I would like to congratulate Dr. Hang Guo for defending his PhD in April 2020 and completing his doctoral dissertation “Detecting and Characterizing Network Devices Using
Signatures of Traffic About End-Points” in May 2020.
From the abstract:
The Internet has become an inseparable part of our society. Since the Internet is essentially a distributed system of billions of inter-connected, networked devices, learning about these devices is essential for better understanding, managing and securing the Internet. To study these network devices, without direct control over them or direct contact with their users, requires traffic-based methods for detecting devices. To identify target devices from traffic measurements, detection of network devices relies on signatures of traffic, mapping from certain characteristics of traffic to target devices. This dissertation focuses on device detection that use signatures of traffic about end-points: mapping from characteristics of traffic end-point, such as counts and identities, to target devices.
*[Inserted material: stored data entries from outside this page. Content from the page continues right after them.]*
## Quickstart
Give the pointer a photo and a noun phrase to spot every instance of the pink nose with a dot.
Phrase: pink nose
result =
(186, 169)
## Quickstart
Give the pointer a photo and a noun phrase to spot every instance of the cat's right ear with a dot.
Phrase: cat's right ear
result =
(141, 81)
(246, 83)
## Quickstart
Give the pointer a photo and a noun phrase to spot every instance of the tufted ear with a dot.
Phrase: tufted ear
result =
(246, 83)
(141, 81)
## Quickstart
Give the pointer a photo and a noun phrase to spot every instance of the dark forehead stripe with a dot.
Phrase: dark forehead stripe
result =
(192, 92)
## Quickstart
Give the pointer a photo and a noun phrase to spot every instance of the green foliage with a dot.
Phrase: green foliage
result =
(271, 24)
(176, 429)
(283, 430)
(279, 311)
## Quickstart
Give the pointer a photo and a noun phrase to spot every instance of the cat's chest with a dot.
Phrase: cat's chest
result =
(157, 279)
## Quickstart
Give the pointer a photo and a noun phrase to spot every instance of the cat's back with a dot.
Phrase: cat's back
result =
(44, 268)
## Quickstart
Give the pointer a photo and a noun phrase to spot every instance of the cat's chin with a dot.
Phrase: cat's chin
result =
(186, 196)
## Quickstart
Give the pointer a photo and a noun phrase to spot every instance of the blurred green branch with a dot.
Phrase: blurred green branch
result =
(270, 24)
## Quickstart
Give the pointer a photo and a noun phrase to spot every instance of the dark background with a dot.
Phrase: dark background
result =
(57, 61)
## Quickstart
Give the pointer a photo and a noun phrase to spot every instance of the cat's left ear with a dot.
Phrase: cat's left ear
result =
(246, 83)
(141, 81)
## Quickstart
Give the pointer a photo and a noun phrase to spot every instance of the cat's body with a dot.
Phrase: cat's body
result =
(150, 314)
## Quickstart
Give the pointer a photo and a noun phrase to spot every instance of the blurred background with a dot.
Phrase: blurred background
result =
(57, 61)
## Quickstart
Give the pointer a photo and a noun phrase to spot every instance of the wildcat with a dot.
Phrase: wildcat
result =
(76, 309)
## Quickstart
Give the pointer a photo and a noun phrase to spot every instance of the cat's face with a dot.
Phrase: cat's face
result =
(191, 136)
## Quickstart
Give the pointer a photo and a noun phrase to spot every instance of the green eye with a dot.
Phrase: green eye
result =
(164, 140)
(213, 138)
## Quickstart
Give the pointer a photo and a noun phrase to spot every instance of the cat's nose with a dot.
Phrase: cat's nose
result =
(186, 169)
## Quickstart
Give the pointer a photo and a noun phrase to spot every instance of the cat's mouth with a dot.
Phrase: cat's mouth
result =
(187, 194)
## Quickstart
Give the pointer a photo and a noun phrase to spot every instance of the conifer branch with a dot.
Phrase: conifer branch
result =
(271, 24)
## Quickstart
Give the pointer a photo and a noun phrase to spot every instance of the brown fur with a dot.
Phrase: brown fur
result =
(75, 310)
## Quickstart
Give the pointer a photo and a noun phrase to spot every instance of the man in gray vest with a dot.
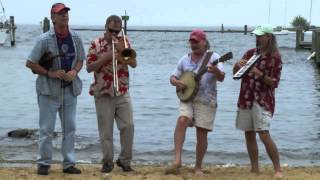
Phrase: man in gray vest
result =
(57, 58)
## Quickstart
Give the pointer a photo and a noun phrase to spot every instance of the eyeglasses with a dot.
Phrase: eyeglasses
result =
(193, 41)
(63, 12)
(116, 31)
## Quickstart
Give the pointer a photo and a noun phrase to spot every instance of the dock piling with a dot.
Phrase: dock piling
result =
(125, 18)
(12, 29)
(46, 25)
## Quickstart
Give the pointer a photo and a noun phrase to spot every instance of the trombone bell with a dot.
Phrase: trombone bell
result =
(127, 55)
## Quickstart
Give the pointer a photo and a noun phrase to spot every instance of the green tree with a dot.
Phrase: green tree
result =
(300, 22)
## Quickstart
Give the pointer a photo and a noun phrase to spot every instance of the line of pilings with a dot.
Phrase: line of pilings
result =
(313, 46)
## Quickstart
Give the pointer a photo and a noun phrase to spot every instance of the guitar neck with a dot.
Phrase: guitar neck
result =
(204, 70)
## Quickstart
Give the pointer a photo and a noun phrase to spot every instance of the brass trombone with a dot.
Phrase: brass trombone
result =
(115, 69)
(127, 55)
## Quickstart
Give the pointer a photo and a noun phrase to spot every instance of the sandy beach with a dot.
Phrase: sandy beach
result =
(91, 172)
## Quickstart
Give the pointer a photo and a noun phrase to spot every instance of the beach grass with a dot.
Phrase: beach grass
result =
(92, 171)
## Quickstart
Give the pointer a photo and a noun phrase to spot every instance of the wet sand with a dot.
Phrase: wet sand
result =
(90, 172)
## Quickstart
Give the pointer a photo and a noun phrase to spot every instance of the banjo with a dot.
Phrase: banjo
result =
(192, 80)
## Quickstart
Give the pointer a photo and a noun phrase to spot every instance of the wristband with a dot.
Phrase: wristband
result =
(76, 70)
(262, 76)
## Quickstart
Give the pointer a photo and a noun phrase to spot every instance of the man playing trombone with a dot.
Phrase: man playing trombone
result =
(256, 99)
(106, 58)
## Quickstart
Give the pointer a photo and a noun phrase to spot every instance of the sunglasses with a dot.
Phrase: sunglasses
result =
(193, 41)
(113, 31)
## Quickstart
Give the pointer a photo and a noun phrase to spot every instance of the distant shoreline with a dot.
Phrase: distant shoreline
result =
(92, 171)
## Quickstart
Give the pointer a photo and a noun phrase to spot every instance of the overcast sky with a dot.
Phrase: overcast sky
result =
(169, 12)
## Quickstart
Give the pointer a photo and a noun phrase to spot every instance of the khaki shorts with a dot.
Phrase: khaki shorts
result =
(201, 115)
(255, 119)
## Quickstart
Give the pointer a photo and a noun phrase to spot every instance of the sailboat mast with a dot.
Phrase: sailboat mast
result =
(310, 11)
(4, 14)
(285, 14)
(269, 11)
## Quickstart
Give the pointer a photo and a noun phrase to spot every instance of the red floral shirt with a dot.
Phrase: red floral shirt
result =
(253, 89)
(103, 79)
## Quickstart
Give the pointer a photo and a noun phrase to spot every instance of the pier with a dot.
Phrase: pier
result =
(313, 46)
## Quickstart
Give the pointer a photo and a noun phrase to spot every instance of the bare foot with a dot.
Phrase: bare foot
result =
(278, 174)
(173, 169)
(198, 172)
(255, 171)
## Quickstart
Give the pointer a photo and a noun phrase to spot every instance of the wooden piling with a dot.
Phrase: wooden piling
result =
(125, 18)
(245, 29)
(12, 29)
(222, 28)
(46, 25)
(299, 37)
(316, 45)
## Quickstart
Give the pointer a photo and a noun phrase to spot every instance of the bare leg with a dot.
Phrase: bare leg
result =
(202, 144)
(253, 151)
(272, 151)
(179, 136)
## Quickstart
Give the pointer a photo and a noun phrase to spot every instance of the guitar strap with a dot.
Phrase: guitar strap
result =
(203, 67)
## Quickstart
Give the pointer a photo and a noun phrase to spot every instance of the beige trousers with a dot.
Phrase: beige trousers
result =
(119, 109)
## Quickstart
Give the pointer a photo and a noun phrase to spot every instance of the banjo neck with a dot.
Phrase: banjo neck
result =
(203, 69)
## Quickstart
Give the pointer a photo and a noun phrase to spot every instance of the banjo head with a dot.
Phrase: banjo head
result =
(191, 87)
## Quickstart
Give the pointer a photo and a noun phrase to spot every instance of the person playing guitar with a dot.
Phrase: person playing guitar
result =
(200, 110)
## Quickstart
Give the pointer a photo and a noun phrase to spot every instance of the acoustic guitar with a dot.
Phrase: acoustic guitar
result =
(192, 80)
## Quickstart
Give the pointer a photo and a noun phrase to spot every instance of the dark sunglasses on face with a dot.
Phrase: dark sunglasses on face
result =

The thesis of this dissertation is that new signatures of traffic about end-points enable detection and characterizations of new class of network devices. We support this thesis statement through three specific studies, each detecting and characterizing a new class of network devices with a new signature of traffic about end-points. In our first study, we present detection and characterization of network devices that rate limit ICMP traffic based on how they change the responsiveness of traffic end-points to active probings. In our second study, we demonstrate mapping identities of traffic end-points to a new class of network devices: Internet-of-Thing (IoT) devices. In our third study, we explore detecting compromised IoT devices by identifying IoT devices talking to suspicious end-points. Detection of these compromised IoT devices enables us to mitigate DDoS traffic between them and suspicious end-points.
Hang defend his PhD when USC was on work-from-home due to COVID-19, so he is the first ANT student with a fully on-line PhD defense.